There is an alternate way to grab the daily information (if you do not use a card/card reader) from the machine using the USB Adapter available from Vendor #1 (see above Supplier List in the top header) and cost about $55 and is described as …

The ResScan™ USB Adapter for ResMed S8™ and S8™ II Series Machines is designed for use with all ResMed S8 and S8 II series CPAP machines.
This package includes a USB Cable and ResScan Adapter with USB Port. Connect the ResScan Adapter to the back of an S8 or S8II CPAP machine. Next, connect the CPAP machine directly to an open USB port on any Windows personal computer using the supplied USB Cable. Begin downloading therapy data simply and easily without the use of a Smart Card or Card Reader.

It does not include the proprietary ResScan software, but that shouldn't be a problem for users of this forum. It might be a problem for a hardcore Mac use without a way to run a Windows program.

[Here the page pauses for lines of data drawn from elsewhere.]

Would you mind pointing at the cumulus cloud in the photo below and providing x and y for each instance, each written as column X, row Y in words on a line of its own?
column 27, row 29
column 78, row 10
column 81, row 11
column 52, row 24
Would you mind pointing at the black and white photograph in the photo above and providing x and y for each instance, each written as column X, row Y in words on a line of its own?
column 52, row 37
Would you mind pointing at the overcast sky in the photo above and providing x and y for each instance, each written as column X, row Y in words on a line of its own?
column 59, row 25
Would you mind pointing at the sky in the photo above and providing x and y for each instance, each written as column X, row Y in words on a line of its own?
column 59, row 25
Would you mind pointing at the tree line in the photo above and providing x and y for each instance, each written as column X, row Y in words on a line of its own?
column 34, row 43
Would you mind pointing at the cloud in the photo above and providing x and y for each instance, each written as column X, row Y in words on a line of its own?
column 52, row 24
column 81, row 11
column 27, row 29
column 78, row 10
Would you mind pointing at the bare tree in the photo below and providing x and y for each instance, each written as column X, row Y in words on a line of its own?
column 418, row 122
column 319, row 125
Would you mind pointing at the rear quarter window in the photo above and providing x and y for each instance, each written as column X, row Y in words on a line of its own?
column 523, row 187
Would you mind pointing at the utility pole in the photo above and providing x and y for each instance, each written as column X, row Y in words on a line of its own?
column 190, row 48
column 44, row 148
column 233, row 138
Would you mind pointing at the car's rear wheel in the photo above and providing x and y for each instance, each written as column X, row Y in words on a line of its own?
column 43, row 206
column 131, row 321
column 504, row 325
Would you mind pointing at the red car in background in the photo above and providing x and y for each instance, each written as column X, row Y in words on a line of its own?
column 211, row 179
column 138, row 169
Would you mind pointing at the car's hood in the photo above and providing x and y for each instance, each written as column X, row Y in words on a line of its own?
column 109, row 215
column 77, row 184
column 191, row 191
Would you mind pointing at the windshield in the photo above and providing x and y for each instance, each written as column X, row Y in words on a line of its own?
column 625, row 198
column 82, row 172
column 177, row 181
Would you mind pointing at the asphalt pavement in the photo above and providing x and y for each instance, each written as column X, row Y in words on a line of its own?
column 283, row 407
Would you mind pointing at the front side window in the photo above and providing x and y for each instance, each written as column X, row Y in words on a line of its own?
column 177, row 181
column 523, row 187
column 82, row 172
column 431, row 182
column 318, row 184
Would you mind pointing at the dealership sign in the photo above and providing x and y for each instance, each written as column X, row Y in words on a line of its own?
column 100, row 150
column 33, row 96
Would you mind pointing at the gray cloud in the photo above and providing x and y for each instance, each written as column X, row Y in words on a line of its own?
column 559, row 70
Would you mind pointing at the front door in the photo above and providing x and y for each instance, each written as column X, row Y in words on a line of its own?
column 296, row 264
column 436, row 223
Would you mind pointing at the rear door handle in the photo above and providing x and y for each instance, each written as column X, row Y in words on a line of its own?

I used to download data each day. The report shows:

Total usage:
Used Days > 4 hrs.; Use Days < 4 hrs.; % Used Days >= 4 hrs.; Total hours used; Median daily used; Average daily usage.

Respiratory Indices
Apnea Index, Hypopnea Index; AHI; % time in Apnea

Leak - L/sec;
Median; 95th Percentile; Maximum

Pressure:
Median; 95th Percentile; Maximum

And the graphs that accompany the data are provided if the detail data is available.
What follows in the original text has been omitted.